Sam Bankman-Fried has argued that he should retain control of approximately $450 million in shares of the financial trading app Robinhood, despite a competing claim by the estate of the bankrupt crypto exchange FTX, which he founded and once ran.
In addition to Bankman-Fried and co-founder Gary Wang, bankrupt crypto lender BlockFi and the U.S. Department of Justice are involved in a legal battle over 56 million shares.
FTX, now under the direction of restructuring expert John Ray, filed a bankruptcy petition on Dec. 22 asking the Delaware bankruptcy court to freeze the shares until they can be divided fairly among FTX’s creditors. Liquidators in the Bahamas supported its claim.
He argued that FTX’s trading arm, Alameda Research, had legitimately loaned him money in order to buy the shares and that the loan was documented, in a filing made Thursday.

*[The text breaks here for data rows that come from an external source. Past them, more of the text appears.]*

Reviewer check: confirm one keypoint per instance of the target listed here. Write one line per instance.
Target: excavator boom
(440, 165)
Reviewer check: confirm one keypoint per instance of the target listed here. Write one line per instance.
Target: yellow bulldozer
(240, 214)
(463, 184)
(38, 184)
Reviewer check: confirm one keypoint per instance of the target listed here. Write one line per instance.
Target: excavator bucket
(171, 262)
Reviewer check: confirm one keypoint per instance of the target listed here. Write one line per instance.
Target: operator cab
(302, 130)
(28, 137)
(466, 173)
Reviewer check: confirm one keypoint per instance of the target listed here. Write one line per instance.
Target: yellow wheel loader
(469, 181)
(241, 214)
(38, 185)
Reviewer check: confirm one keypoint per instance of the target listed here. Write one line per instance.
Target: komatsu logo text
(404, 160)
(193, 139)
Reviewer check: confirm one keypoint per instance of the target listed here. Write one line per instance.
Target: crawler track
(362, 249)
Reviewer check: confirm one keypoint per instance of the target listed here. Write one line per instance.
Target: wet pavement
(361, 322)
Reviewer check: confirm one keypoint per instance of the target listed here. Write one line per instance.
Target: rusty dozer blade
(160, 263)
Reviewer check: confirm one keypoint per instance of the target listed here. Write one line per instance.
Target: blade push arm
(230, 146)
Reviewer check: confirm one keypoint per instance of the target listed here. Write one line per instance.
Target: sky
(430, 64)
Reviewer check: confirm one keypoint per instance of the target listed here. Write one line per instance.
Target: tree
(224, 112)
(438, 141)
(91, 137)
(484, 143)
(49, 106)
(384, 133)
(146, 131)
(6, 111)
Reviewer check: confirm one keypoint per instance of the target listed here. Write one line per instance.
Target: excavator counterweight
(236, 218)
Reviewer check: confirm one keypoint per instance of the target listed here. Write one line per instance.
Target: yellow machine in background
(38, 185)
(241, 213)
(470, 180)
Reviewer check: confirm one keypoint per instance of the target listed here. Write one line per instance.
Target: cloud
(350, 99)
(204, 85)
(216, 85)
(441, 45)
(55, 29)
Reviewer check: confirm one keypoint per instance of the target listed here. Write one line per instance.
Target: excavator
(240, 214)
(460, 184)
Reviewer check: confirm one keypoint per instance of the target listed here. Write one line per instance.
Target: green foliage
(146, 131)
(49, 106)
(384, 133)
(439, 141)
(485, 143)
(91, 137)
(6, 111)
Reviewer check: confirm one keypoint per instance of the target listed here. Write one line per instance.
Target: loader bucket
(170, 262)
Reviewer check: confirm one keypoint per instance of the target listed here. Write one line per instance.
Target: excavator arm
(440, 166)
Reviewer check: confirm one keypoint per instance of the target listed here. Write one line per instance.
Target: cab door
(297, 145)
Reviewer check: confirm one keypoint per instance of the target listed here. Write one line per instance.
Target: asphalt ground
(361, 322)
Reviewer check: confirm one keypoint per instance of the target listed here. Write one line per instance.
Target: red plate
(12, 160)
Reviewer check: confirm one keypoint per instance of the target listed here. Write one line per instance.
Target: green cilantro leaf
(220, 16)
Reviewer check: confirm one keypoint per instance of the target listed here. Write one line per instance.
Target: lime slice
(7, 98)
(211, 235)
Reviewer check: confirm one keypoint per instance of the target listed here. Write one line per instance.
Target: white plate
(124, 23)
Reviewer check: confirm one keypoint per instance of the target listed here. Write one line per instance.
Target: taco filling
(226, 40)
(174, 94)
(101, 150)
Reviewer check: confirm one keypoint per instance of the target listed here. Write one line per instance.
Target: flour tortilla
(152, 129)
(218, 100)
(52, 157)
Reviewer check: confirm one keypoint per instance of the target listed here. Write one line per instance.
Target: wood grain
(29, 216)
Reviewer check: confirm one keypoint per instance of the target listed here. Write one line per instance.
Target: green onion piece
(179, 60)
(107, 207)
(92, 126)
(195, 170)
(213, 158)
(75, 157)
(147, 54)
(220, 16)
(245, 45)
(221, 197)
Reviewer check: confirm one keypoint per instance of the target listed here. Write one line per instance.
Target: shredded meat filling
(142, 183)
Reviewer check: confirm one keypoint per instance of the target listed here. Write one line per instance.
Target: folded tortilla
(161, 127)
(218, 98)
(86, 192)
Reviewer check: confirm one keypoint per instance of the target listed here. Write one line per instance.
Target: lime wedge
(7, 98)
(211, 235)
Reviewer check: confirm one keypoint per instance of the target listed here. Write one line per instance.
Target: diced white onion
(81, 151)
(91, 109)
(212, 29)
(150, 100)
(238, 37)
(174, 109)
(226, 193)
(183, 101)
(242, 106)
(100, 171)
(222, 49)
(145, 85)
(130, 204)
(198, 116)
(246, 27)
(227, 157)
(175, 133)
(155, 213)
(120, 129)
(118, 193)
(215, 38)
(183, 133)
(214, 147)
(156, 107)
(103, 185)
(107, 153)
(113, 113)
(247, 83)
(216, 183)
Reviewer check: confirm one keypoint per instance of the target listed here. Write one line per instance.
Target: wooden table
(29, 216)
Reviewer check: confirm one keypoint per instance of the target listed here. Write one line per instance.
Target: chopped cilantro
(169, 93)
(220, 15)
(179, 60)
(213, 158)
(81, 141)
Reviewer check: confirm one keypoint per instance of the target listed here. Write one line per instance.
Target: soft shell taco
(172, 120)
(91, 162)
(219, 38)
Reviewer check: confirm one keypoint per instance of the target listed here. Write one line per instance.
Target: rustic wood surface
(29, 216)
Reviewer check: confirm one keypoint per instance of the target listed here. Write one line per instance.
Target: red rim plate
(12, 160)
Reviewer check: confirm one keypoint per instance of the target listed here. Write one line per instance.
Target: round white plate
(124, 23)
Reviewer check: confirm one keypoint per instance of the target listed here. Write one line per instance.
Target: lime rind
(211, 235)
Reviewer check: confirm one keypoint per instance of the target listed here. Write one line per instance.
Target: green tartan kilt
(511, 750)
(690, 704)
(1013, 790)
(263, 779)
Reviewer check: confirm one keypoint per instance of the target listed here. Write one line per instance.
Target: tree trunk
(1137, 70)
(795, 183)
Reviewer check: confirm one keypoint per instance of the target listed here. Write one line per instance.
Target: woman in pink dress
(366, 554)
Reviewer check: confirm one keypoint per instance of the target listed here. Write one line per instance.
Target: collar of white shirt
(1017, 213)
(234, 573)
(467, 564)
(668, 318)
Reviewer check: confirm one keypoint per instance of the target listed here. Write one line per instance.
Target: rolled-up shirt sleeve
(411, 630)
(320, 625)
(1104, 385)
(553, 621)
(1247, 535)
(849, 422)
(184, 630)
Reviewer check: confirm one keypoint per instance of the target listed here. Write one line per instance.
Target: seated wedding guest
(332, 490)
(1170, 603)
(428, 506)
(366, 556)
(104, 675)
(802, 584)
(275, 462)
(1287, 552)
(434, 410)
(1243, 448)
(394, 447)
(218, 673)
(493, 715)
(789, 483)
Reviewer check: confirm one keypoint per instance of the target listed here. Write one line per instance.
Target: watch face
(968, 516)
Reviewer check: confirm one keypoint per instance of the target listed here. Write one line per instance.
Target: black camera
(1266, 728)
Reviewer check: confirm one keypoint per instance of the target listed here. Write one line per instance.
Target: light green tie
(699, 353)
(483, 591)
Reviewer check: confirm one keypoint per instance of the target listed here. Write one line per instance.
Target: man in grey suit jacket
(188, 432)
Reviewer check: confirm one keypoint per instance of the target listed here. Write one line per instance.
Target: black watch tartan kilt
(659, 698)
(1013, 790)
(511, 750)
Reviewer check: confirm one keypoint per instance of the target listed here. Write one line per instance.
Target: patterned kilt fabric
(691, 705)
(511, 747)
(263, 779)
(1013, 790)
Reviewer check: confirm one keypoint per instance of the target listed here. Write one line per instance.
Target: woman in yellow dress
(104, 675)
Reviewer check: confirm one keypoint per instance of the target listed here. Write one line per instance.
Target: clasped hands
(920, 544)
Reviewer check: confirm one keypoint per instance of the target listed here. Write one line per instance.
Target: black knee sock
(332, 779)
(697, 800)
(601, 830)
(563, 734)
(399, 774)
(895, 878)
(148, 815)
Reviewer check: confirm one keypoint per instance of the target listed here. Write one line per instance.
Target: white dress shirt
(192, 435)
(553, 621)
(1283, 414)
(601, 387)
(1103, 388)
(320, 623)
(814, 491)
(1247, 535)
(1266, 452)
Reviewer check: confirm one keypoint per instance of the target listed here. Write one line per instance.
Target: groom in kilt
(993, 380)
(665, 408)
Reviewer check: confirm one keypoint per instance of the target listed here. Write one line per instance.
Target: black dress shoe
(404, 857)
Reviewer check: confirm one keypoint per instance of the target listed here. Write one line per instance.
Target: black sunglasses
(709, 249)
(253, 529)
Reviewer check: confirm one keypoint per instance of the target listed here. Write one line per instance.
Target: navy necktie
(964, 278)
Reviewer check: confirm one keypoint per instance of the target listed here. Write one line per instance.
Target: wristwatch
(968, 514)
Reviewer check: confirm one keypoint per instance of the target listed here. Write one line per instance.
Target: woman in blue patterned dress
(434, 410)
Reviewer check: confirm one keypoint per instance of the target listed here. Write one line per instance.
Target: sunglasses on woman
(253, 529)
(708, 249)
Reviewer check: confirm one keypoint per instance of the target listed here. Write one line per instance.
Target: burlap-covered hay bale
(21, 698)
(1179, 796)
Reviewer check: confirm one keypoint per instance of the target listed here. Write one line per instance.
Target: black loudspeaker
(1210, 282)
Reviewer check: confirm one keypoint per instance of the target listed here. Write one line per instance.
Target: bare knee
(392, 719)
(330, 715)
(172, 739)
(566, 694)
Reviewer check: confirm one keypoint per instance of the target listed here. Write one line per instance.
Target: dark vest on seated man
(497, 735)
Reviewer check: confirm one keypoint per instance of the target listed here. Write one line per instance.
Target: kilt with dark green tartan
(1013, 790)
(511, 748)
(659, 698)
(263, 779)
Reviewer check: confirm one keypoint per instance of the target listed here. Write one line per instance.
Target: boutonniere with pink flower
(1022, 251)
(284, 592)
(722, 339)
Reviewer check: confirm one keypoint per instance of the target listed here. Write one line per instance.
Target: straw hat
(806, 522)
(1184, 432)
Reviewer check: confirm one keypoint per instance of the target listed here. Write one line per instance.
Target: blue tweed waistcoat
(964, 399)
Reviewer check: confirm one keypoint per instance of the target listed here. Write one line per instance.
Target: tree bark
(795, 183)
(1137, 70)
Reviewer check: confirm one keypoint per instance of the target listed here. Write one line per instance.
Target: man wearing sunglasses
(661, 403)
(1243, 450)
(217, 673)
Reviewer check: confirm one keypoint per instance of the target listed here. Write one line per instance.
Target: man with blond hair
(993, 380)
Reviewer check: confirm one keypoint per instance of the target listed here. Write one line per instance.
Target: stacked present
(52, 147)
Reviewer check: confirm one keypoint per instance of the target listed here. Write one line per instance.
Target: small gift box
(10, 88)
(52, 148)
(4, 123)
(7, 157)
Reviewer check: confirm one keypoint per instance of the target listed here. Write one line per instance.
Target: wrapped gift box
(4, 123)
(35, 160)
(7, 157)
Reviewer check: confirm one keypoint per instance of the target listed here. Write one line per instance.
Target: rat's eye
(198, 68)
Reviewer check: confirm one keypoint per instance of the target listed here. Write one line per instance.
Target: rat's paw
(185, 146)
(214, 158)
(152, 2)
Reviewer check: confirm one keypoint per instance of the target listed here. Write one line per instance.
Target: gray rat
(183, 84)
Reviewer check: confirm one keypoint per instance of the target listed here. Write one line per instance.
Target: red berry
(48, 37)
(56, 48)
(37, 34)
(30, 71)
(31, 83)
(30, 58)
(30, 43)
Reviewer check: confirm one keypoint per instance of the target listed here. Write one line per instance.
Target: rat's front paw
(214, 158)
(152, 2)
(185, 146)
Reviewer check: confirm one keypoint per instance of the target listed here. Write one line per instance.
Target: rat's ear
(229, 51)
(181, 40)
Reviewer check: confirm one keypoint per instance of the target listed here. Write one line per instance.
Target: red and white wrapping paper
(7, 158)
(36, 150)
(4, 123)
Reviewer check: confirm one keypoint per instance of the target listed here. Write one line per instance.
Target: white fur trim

BlockFi, a lender that FTX attempted to rescue last year before it too filed for bankruptcy, also contested the attempt to assume control of the shares in a separate filing on Thursday.
Bankman-Fried, who pleaded not guilty this week to charges including money laundering and conspiracy to commit wire fraud, resigned as CEO on Nov. 11, the same day the company went bankrupt due to allegations of a blurring of lines between FTX and Alameda.
In December, FTX argued that Emergent Fidelity, which was 90% owned by Bankman-Fried and 10% by Wang, was a shell company whose interests were “sufficiently identical” to those of the larger company. Ray has previously complained about FTX’s poor record-keeping, particularly transfers to staff without proper loan documentation.
In any case, the filings admit, the debate may be academic now that the US Department of Justice informed the court on Wednesday that it was seizing the shares as part of its proceedings against Bankman-Fried.